Reinforcement learning (RL) enables high-frequency, closed-loop control for robotic manipulation, but scaling to long-horizon tasks with sparse or imperfect rewards remains difficult due to inefficient exploration and poor credit assignment. Vision-Language-Action (VLA) models leverage large-scale multimodal pretraining to provide generalist, task-level reasoning, but current limitations hinder their direct use in fast and precise manipulation. In this paper, we propose Vision-Language-Action Jump-Starting (VLAJS), a method that bridges sparse VLA guidance with on-policy RL to improve exploration and learning efficiency. VLAJS treats VLAs as transient sources of high-level action suggestions that bias early exploration and improve credit assignment, while preserving the high-frequency, state-based control of RL. Our approach augments Proximal Policy Optimization (PPO) with a directional action-consistency regularization that softly aligns the RL agent's actions with VLA guidance during early training, without enforcing strict imitation, requiring demonstrations, or relying on continuous teacher queries.

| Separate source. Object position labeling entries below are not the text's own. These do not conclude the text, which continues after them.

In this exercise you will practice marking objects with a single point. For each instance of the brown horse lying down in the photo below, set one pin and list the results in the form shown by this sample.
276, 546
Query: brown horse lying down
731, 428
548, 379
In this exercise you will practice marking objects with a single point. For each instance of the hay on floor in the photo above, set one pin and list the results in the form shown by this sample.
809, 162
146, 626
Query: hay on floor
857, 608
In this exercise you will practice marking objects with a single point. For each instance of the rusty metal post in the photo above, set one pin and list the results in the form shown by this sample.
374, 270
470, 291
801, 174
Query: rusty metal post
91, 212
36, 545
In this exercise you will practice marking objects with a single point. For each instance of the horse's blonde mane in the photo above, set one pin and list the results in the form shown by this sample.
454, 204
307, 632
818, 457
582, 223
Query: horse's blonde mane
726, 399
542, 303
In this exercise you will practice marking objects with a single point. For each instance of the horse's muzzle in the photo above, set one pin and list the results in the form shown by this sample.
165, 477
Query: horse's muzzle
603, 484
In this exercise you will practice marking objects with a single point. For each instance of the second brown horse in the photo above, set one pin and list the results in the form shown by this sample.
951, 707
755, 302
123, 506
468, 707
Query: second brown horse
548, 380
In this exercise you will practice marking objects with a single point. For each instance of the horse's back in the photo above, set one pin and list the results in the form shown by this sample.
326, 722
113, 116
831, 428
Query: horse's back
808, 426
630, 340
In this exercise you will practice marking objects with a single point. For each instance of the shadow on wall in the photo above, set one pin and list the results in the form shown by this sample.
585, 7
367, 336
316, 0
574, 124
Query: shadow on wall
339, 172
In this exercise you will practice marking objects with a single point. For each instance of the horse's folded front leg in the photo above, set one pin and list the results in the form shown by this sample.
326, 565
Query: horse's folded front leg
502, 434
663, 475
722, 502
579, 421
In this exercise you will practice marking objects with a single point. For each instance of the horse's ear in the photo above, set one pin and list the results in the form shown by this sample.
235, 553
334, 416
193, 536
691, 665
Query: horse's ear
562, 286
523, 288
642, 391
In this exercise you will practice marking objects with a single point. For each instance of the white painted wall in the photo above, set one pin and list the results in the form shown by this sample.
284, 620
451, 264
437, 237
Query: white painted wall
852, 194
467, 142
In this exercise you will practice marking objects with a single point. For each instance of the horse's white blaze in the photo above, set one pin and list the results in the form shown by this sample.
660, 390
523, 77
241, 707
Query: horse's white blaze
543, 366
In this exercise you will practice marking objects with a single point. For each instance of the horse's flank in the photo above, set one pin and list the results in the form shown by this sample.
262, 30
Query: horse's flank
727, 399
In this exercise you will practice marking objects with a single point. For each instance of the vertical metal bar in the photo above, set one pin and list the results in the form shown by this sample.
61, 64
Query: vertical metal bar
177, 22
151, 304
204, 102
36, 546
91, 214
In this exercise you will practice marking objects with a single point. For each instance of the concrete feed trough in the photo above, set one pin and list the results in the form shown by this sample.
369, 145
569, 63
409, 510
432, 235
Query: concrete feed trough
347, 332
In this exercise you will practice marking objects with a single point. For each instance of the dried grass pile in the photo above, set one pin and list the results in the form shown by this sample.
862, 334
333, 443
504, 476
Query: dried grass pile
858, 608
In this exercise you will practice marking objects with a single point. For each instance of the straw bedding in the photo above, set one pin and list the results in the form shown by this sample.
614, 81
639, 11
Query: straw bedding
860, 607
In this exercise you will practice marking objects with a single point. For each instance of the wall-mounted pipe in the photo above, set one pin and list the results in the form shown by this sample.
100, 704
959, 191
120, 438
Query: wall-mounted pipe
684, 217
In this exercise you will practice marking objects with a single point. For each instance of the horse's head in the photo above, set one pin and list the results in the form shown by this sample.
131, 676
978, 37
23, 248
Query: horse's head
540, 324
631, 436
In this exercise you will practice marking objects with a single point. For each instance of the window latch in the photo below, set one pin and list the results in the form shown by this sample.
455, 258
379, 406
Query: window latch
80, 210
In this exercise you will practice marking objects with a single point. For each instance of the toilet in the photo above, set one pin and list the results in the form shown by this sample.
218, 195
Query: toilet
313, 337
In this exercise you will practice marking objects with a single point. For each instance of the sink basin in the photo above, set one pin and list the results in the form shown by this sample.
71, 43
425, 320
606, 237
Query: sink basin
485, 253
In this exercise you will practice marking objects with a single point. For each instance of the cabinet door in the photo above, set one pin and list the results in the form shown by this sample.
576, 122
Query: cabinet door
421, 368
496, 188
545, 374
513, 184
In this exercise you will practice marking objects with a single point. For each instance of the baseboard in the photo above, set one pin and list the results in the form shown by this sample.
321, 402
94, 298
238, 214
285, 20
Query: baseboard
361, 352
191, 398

VLA guidance is applied sparsely and annealed over time, allowing the agent to adapt online and ultimately surpass the guiding policy. We evaluate VLAJS on six challenging manipulation tasks: lifting, pick-and-place, peg reorientation, peg insertion, poking, and pushing in simulation, and validate a subset on a real Franka Panda robot. VLAJS consistently outperforms PPO and distillation-style baselines in sample efficiency, reducing required environment interactions by over 50% in several tasks. Real-world experiments demonstrate zero-shot sim-to-real transfer and robust execution under clutter, object variation, and external perturbations.